Дверь открылась раньше, чем я успела дойти до прихожей. На пороге стояла Тамара Павловна, свекровь.
А за ее спиной, словно тень, пряталась тоненькая девушка с испуганными глазами олененка.
— Мы к Диме, — без приветствия заявила свекровь, проходя в квартиру. От нее пахло дорогими духами и холодом январского утра.
Девушка вошла следом, неуверенно переминаясь с ноги на ногу в своих простеньких сапожках.
— Димы еще нет, он на работе, — ответила я, инстинктивно запахивая халат.
— Ничего, подождем. Не на улице же нам стоять.
Тамара Павловна прошла прямо в гостиную, хозяйским жестом указывая своей спутнице на диван.
Сама села в кресло напротив, сложив руки на ридикюле. Ее взгляд был оценивающим, холодным. Она словно проводила инвентаризацию моего дома. Моей жизни.
— Лена, познакомься. Это Анечка. Дочь моей давней приятельницы из Орловской области.
Я кивнула, все еще не понимая. Гостья? Дальняя родственница?
— Аня будет теперь жить с нами. Я так решила.
Воздух в комнате стал плотным, вязким. Я смотрела на свекровь, потом на эту Аню, которая, казалось, хотела испариться прямо с нашего дивана.
— В каком смысле — с нами?
— В прямом, — свекровь чуть подалась вперед. — Диме нужна нормальная жена. Хозяйка. Мать его будущих детей. А не бизнес-леди на полставки.
Она сказала это так просто, будто обсуждала покупку новой мебели. Будто меня, настоящей жены Димы, здесь и не было.
— Я не понимаю, о чем вы, — мой голос был чужим, севшим.
— Что тут непонятного? Ты посмотри на себя. Карьера у тебя в голове, совещания, проекты. А дома что? Пустота.
Сын мой приходит с работы в неуютный дом, где пахнет бумагами, а не ужином. Ему нужна забота. Анечка о нем позаботится. Она прекрасная девочка, скромная, воспитанная.
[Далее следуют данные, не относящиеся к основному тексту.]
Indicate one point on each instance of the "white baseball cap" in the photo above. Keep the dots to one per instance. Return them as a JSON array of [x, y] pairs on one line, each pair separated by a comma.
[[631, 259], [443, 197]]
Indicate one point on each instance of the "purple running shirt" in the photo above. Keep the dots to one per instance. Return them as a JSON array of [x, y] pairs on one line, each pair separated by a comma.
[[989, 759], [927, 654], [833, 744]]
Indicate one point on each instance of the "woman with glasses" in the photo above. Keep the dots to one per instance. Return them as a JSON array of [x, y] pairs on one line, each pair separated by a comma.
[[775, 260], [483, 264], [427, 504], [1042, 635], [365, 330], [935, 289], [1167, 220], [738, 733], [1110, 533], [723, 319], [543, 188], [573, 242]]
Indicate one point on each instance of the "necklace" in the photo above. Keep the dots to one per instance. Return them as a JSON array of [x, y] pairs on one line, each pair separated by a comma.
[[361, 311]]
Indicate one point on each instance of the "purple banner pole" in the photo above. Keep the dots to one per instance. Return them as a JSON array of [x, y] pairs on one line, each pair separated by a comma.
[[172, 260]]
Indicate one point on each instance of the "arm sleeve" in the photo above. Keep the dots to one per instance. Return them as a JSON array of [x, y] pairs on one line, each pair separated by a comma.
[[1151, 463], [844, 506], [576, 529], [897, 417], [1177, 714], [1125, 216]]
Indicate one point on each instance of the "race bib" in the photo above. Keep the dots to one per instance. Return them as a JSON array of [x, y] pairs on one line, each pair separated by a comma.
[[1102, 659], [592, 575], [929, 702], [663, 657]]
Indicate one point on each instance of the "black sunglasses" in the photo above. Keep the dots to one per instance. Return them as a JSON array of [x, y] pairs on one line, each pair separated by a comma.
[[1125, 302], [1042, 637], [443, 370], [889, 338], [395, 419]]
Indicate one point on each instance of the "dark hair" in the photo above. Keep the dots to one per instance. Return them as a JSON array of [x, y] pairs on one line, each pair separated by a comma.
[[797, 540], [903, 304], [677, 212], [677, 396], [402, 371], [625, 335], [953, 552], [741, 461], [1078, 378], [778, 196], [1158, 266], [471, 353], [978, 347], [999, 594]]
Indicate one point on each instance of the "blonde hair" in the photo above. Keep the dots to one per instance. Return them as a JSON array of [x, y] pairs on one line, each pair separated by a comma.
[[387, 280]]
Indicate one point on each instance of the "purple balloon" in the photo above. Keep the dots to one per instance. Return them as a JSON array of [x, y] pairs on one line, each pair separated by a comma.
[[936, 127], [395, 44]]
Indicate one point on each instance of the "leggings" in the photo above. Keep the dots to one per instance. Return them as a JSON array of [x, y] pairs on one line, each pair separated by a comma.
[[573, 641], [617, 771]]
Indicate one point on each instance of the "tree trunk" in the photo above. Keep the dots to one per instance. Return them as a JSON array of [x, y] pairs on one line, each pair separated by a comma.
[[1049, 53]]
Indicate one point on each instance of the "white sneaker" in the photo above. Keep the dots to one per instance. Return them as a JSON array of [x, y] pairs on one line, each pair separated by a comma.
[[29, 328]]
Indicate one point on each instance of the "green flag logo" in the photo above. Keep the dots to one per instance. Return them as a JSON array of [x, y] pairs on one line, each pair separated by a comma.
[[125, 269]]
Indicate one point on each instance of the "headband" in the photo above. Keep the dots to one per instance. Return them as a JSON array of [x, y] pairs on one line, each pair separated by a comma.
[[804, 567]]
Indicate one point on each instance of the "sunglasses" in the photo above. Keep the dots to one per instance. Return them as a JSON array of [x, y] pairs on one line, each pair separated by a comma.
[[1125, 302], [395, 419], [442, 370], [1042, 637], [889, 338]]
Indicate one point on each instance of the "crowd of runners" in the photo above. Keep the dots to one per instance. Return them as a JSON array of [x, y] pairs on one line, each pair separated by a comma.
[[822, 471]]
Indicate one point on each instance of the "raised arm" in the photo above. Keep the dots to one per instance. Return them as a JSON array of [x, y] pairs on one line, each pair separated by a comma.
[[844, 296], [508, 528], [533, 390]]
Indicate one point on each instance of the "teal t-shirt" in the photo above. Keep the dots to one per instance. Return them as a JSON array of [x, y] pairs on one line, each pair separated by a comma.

Готовить умеет так, что пальчики оближешь.
Девушка на диване вжала голову в плечи, ее щеки залил густой румянец. Она была орудием в чужих руках, и, кажется, сама была в ужасе от своей роли.
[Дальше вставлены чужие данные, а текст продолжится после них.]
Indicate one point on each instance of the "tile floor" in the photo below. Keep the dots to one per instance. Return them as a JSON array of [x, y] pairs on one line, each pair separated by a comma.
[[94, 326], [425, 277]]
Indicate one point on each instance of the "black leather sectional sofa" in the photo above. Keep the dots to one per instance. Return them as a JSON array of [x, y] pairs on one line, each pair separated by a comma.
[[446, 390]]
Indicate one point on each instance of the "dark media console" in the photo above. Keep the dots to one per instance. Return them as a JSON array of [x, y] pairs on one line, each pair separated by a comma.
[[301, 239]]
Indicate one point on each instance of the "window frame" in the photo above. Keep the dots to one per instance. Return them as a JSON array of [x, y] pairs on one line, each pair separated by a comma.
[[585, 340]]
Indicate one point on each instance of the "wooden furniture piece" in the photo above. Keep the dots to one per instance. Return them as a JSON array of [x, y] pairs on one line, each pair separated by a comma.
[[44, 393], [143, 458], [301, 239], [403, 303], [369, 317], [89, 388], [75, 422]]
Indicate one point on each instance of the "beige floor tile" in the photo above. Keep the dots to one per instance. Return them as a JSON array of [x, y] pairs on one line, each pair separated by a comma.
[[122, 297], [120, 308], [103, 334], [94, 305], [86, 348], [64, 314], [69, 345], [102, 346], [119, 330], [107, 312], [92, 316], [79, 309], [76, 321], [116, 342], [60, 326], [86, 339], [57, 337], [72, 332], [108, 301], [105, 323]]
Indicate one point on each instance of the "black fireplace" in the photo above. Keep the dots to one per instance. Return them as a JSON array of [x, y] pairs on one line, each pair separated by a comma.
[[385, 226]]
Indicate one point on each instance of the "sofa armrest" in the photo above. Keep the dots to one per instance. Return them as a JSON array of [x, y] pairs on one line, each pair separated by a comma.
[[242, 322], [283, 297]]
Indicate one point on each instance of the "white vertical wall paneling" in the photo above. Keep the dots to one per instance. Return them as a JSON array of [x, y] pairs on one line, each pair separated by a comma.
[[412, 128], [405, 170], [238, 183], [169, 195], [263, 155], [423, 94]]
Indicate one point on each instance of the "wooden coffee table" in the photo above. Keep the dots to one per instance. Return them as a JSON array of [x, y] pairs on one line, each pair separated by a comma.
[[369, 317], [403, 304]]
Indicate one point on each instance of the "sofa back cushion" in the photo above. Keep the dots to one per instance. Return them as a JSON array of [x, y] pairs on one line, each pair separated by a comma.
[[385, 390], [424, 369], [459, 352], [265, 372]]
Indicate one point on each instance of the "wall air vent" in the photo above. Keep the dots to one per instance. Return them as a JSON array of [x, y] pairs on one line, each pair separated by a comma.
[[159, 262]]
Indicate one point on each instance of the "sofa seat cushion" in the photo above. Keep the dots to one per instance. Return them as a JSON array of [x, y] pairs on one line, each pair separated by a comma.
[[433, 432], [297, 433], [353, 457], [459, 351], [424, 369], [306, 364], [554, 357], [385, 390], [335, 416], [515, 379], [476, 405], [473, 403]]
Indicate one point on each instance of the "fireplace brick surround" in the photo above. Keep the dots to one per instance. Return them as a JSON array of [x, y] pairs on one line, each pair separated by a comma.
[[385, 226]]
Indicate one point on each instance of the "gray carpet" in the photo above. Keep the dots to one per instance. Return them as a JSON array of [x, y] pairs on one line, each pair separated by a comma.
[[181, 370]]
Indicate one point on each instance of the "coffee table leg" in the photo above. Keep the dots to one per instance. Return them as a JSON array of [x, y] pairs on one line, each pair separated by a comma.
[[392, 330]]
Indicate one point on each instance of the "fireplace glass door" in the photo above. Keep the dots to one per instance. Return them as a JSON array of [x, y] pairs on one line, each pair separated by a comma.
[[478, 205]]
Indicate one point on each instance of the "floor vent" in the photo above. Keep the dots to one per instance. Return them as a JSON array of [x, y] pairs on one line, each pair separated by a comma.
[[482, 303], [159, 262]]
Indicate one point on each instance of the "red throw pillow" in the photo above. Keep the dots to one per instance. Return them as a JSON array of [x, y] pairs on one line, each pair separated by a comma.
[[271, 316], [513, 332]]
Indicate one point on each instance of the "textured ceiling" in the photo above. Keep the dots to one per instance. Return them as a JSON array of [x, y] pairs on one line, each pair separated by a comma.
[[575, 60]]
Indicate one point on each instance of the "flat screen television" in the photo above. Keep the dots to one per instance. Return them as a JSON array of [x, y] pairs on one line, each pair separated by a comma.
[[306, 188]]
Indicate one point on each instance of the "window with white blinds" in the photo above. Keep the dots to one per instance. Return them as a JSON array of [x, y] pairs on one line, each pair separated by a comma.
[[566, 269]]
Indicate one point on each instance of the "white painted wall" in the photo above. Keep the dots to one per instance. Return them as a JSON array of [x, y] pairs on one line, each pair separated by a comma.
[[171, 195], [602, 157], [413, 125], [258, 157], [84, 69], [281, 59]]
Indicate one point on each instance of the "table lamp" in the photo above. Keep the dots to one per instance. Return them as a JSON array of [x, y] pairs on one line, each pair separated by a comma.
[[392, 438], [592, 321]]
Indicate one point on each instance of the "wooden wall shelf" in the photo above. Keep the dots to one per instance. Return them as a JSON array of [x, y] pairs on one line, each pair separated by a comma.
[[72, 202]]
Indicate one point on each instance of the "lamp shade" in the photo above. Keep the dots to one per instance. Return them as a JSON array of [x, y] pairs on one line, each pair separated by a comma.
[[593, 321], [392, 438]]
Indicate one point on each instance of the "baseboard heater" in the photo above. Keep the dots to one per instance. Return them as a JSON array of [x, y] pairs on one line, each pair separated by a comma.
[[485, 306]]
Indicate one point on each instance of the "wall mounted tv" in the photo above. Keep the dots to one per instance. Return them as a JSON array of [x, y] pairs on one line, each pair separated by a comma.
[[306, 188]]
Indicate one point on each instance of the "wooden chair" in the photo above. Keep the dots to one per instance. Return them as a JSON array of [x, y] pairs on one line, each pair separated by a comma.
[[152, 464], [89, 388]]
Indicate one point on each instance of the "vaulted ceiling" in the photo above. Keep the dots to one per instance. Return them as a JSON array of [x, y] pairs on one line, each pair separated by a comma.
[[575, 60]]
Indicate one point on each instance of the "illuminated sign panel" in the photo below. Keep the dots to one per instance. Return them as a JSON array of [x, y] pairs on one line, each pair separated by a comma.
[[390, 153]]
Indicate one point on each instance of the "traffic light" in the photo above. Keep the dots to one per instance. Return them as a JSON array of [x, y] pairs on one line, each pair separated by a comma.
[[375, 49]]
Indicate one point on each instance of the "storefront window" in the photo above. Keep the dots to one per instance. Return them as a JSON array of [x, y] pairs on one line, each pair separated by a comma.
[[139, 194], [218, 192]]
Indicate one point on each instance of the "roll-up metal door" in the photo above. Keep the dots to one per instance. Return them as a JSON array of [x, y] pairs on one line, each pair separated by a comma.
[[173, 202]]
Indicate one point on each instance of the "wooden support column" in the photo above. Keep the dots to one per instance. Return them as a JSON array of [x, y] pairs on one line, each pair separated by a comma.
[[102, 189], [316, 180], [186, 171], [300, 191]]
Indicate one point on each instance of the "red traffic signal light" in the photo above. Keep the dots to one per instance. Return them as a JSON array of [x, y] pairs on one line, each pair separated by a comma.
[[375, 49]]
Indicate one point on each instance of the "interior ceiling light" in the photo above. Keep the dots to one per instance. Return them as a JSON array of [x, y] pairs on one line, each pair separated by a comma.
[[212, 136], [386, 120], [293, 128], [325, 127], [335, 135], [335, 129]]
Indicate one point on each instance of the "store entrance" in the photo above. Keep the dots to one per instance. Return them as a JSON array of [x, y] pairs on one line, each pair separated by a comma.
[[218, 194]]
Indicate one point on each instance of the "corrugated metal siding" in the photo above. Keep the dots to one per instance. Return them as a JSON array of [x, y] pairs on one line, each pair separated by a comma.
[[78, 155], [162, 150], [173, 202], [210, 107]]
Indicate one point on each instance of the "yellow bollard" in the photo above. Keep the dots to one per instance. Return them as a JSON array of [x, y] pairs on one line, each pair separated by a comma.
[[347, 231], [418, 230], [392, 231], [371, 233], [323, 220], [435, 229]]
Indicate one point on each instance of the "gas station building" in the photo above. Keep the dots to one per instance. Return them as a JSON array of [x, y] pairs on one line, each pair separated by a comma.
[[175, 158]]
— Вы не можете просто привести в наш дом другую женщину… Это… это безумие.
— Я его мать, я лучше знаю, что ему нужно! — отрезала Тамара Павловна. — Я ему жизнь дала, и я не позволю тебе ее испортить. А ты… ты просто временное недоразумение. Ошибка, которую я помогу ему исправить.
Она смотрела на меня с таким ледяным превосходством, что я почувствовала, как слабеют ноги.
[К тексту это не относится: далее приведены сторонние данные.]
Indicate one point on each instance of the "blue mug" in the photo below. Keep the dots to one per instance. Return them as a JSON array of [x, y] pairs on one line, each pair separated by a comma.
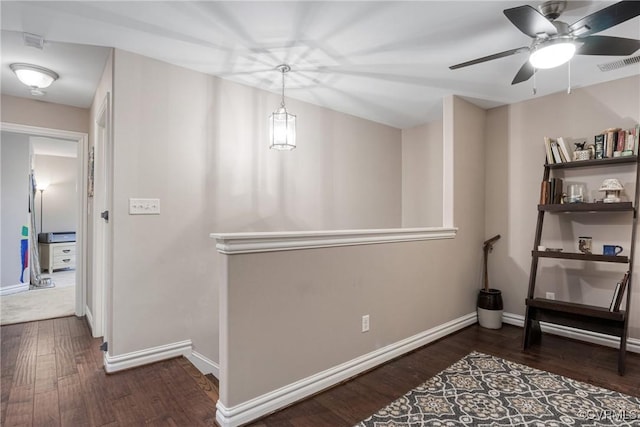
[[611, 249]]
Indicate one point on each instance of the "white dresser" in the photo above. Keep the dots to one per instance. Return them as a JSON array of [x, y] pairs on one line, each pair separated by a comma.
[[54, 256]]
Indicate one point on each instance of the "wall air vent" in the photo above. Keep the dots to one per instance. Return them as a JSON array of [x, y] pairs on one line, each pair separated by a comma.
[[619, 64]]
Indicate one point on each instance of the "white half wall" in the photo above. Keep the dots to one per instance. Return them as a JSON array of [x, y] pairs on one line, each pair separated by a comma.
[[289, 315]]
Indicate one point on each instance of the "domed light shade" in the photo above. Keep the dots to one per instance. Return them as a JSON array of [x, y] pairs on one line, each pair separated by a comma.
[[552, 53], [34, 76]]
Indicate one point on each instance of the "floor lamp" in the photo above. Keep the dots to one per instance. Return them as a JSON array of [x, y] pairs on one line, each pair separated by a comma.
[[41, 188]]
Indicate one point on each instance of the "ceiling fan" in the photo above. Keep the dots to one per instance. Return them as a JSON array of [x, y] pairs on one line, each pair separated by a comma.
[[555, 42]]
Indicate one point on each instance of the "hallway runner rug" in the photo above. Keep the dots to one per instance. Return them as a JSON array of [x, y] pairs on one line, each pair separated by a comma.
[[483, 390]]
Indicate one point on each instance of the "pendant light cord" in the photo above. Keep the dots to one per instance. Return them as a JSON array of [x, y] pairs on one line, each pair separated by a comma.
[[282, 102]]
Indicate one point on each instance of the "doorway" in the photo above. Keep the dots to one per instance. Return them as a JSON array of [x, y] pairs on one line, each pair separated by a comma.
[[80, 141]]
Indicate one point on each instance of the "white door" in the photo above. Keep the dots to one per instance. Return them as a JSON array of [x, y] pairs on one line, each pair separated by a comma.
[[103, 160]]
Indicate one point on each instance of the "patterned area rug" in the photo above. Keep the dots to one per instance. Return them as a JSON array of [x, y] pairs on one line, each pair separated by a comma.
[[482, 390]]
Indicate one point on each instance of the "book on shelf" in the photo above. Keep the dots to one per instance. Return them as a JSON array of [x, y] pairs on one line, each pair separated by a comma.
[[615, 296], [598, 142], [619, 292], [610, 141], [557, 156], [565, 150], [547, 147], [551, 191], [544, 192]]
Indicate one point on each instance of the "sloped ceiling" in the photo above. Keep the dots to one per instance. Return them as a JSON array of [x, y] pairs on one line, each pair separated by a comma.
[[383, 61]]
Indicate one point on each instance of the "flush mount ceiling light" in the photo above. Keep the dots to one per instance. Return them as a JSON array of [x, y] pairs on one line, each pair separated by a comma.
[[34, 76], [552, 53], [282, 124]]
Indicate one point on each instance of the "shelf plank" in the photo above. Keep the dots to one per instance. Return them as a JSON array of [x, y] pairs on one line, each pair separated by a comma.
[[587, 207], [594, 162], [575, 308], [581, 257]]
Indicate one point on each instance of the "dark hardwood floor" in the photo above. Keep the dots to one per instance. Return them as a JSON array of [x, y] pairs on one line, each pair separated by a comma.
[[352, 401], [51, 374]]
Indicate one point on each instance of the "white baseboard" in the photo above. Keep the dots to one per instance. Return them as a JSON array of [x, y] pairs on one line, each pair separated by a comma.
[[89, 315], [14, 289], [146, 356], [274, 400], [204, 364], [633, 344]]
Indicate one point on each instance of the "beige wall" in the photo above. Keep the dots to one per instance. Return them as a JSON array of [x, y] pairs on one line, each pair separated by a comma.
[[288, 315], [43, 114], [422, 175], [515, 156], [199, 144]]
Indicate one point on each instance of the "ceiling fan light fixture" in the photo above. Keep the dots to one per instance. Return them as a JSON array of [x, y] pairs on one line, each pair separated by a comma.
[[552, 53], [34, 76]]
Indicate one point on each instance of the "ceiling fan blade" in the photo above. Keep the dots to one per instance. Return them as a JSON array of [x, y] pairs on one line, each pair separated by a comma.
[[490, 57], [525, 73], [530, 21], [606, 18], [604, 45]]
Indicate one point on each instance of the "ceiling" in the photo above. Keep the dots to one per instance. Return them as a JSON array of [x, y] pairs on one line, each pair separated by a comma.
[[383, 61]]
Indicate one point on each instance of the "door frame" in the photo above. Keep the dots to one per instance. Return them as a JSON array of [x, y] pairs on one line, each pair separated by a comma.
[[102, 236], [82, 170]]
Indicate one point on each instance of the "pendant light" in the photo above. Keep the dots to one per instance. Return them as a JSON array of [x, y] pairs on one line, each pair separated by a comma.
[[282, 124]]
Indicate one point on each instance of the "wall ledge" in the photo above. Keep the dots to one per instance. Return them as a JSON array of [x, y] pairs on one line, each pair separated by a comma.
[[250, 242]]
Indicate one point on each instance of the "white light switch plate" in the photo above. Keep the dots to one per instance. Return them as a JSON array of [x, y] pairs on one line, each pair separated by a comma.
[[144, 206]]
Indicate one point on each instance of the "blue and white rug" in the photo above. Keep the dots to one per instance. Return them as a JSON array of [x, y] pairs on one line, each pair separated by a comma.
[[483, 390]]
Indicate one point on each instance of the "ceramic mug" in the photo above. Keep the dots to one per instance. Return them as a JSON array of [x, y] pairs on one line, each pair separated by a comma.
[[611, 250]]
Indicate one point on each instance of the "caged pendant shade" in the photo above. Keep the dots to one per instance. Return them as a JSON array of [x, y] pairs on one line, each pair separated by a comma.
[[282, 124]]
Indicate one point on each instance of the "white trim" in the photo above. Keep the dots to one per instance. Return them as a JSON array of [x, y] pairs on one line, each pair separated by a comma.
[[204, 364], [89, 315], [274, 400], [633, 344], [146, 356], [244, 243], [14, 289]]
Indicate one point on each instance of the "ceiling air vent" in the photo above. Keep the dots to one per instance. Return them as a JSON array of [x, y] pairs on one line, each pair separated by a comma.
[[619, 64], [33, 40]]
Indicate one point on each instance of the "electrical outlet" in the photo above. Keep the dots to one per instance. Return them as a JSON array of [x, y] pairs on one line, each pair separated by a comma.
[[144, 206], [365, 323]]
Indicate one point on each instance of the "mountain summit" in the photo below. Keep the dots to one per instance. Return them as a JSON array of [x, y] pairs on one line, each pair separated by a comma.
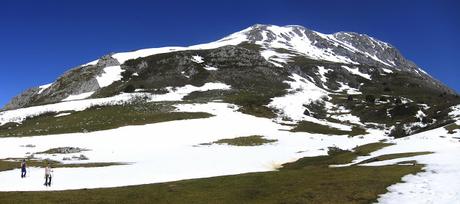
[[265, 63], [267, 98]]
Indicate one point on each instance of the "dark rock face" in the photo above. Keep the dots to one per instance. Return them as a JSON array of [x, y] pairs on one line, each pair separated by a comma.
[[73, 82]]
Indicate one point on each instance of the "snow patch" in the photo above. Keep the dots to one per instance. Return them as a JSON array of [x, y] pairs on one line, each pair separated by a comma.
[[210, 68], [79, 96], [197, 59], [355, 71], [175, 94], [111, 74], [158, 152], [43, 87]]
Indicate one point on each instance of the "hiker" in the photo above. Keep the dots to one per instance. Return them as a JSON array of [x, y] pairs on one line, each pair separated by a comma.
[[48, 175], [23, 168]]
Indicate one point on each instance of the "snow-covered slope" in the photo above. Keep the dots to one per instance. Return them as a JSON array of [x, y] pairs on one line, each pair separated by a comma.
[[277, 44]]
Я всегда старалась ей угодить, найти общий язык, сгладить острые углы. И вот к чему это привело. Меня пришли выселять из моей собственной жизни, как не оправдавшую доверия прислугу.
В этот момент в замке повернулся ключ. Вошел Дима.
Он замер в прихожей, увидев неожиданных гостей. Его взгляд скользнул по матери, задержался на испуганной Ане, а потом нашел меня.
В моих глазах, наверное, было все. Весь этот абсурд, вся боль и унижение последних десяти минут.
Дима молча снял куртку, повесил ее на вешалку. Он не задал ни одного вопроса. Он все понял без слов.
Затем он прошел в комнату. Прошел мимо кресла, в котором сидела его мать. Прошел мимо дивана, на котором съежилась девушка.
Он подошел ко мне, остановился прямо напротив. И, глядя мне в глаза, крепко и уверенно обнял меня за плечи.
Его руки на моих плечах были как спасательный круг. На мгновение мир сузился до нас двоих.
— Дима, что это значит? — голос свекрови прорезал напряженную пустоту. В нем не было вопроса, лишь приказ немедленно подчиниться.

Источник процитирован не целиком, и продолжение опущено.